This month marks the 50th issue of symmetry magazine, which published its first issue in Oct/Nov 2004. It quickly established its own quirky style with a cover of a little girl in jammies dragging an Einstein bear.
This time around our cover shows Fermilab’s iconic Wilson Hall and an equally iconic wedge of flying geese—make that two wedges, arranged with help from Photoshop—forming an X against the sky. That’s X as in Project X, a proposed $1.8 billion accelerator complex that would put Fermilab at the forefront of the Intensity Frontier—a realm in which scientists bring incredible numbers of particles into collision to search for extremely rare processes with a big physics impact. Our lead feature, “Solving for X,” explains this project and its potentially far-reaching impacts.
Also in this issue:
-- A SLAC particle physics grad student changes course and puts her skills to work in developing cancer treatments.
-- Do we live in a hologram?

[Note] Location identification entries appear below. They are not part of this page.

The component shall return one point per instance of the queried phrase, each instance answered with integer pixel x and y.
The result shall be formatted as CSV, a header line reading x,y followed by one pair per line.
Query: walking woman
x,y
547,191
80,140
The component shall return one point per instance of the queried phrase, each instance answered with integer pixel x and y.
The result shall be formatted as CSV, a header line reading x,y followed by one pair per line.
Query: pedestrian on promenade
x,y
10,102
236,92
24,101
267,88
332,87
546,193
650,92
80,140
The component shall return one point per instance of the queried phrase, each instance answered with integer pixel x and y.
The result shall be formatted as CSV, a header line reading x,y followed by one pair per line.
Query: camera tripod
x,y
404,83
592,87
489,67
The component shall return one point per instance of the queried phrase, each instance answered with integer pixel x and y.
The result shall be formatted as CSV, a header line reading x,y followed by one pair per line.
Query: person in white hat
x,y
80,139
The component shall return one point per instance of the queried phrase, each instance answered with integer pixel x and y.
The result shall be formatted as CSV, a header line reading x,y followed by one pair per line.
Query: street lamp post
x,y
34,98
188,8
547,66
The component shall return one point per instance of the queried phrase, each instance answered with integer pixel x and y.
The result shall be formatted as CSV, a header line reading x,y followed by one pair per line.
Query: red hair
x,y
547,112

An experiment at Fermilab aims to find out.
-- Scientists build an experiment called NOvA in the Minnesota wilderness to study neutrinos.
-- What about those neutrinos, anyhow? A deconstruction of neutrino science distills what scientists know, what they hope to learn and how that knowledge could change our view of the universe.
-- Yet another use for particle accelerators: printing cereal boxes.
-- Particle physics pioneer E.O. Lawrence patents the cyclotron.
-- A 60-second explanation of symmetry—the concept, not the magazine.
Plus, as usual, an assortment of colorful briefs—Atom Smasher beer, anyone?—and highlights from our blog.